The basic size of the gearbox is obtained from the estimation of the output torque considering the anti-reversing specification of the arrangement for sudden restriction application in the rostrum desired position during operation. The specification for the gearbox pick procedure include the consideration for the operation cycle, upper bound input speed and the upper bound torque. The rostrum is designed for output speed range of 20 - 25 rpm assuming that the rostrum is operating at an extreme duty cycle of 24 hours per twenty-four hours with the rostrum operating nether uniform loading shock situation. The condom gene satisfying this consideration is obtained as κ (one.55). The output torque is obtained equally expressed in Equations (1)-(3).

A wide range of motor sizes and gearbox ratios could achieve the specific output torque and the speed, however conceptually in this example; a pre-engineered gearmotor is selected from the vendor's gearmotor curve. The gearmotor curve combines the operation of the motor and gearbox together past displaying torque and efficiency. The specification of the gearmotor for this pattern is obtained equally tabulated in Table two.

Output shaft blueprint with keys selections: The output shaft is assembled on the gearmotor output gear as shown in Figure 3. The shaft is machined to accommodate the gear hub diameter of twoscore mm and likewise at the bearing of the rostrum platform support. The bore of the shaft could be obtained from Equation (viii) as discussed in [12].

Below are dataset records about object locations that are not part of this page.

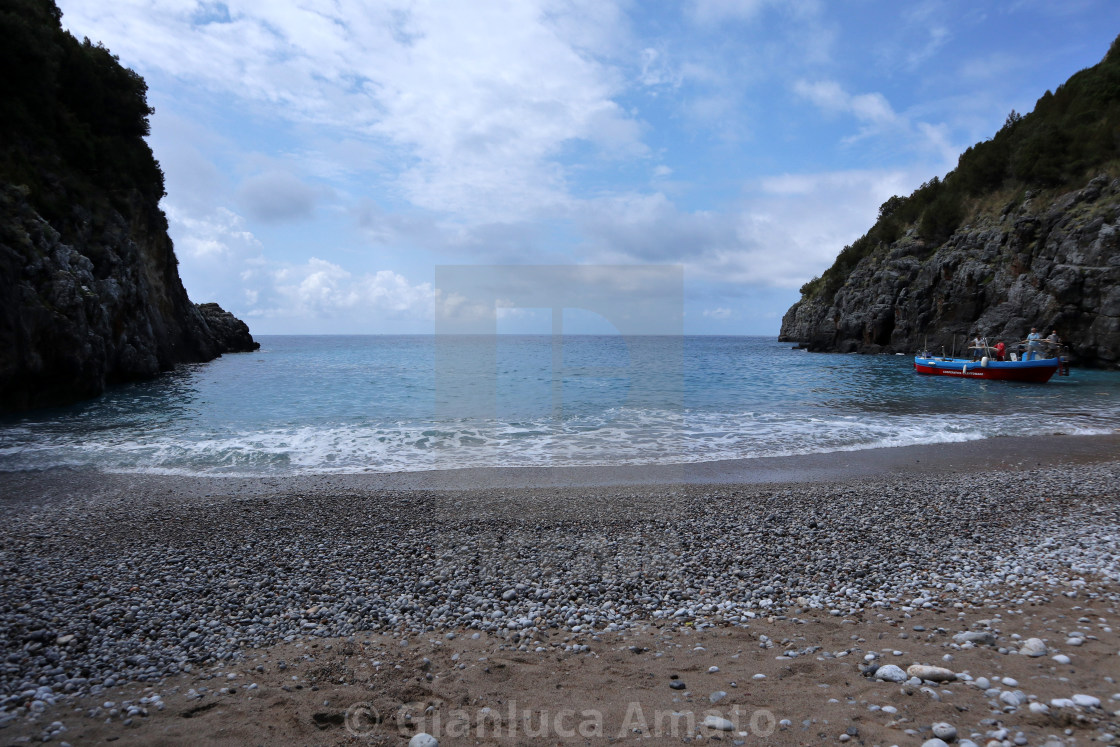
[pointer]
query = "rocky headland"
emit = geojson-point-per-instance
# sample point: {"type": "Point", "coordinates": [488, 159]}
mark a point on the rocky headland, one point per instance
{"type": "Point", "coordinates": [1024, 233]}
{"type": "Point", "coordinates": [1047, 262]}
{"type": "Point", "coordinates": [90, 290]}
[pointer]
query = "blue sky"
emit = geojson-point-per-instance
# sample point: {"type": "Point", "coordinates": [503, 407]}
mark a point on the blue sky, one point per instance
{"type": "Point", "coordinates": [323, 158]}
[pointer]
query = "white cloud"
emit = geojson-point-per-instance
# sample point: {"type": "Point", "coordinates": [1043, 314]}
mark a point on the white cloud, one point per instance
{"type": "Point", "coordinates": [869, 108]}
{"type": "Point", "coordinates": [277, 197]}
{"type": "Point", "coordinates": [326, 290]}
{"type": "Point", "coordinates": [482, 95]}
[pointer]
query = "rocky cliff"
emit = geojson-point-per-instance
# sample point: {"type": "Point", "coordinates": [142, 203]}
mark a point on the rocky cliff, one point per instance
{"type": "Point", "coordinates": [1024, 233]}
{"type": "Point", "coordinates": [1047, 262]}
{"type": "Point", "coordinates": [90, 290]}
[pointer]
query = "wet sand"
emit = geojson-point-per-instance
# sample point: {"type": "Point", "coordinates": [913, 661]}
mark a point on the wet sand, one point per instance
{"type": "Point", "coordinates": [1036, 558]}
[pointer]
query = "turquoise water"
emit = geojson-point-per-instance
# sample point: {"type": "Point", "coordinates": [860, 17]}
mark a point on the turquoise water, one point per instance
{"type": "Point", "coordinates": [352, 404]}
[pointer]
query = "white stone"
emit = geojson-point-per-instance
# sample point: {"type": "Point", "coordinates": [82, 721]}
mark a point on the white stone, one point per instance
{"type": "Point", "coordinates": [1013, 698]}
{"type": "Point", "coordinates": [890, 673]}
{"type": "Point", "coordinates": [943, 730]}
{"type": "Point", "coordinates": [1085, 701]}
{"type": "Point", "coordinates": [932, 673]}
{"type": "Point", "coordinates": [718, 724]}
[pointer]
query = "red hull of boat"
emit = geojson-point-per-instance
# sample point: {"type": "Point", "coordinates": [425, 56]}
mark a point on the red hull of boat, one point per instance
{"type": "Point", "coordinates": [1035, 374]}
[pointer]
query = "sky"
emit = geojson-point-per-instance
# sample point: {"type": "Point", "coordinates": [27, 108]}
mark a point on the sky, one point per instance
{"type": "Point", "coordinates": [325, 158]}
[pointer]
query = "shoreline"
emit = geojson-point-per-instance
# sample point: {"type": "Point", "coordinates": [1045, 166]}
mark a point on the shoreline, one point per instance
{"type": "Point", "coordinates": [229, 610]}
{"type": "Point", "coordinates": [981, 455]}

Figure 3. Geometric layout for the shaft.

$d_o^3=\frac{16}{\pi {\tau }_{all}\left(1-c^4\right)}\sqrt{{\left(k_{g}M+\frac{\alpha F_o{d}_o\left(1+c^{\mathrm{iv}}\right)}{8}\right)}^{\mathrm{ii}}+{\left(k_{t}T\right)}^{\mathrm{ii}}+{\left(k_{t}T\right)}^2}$ (8)

α is the column activity factor which unremarkably ascend due to the phenomena of buckling of the shaft due to the axial load on the shaft. The value of α could be obtain as expressed in Equation (ix)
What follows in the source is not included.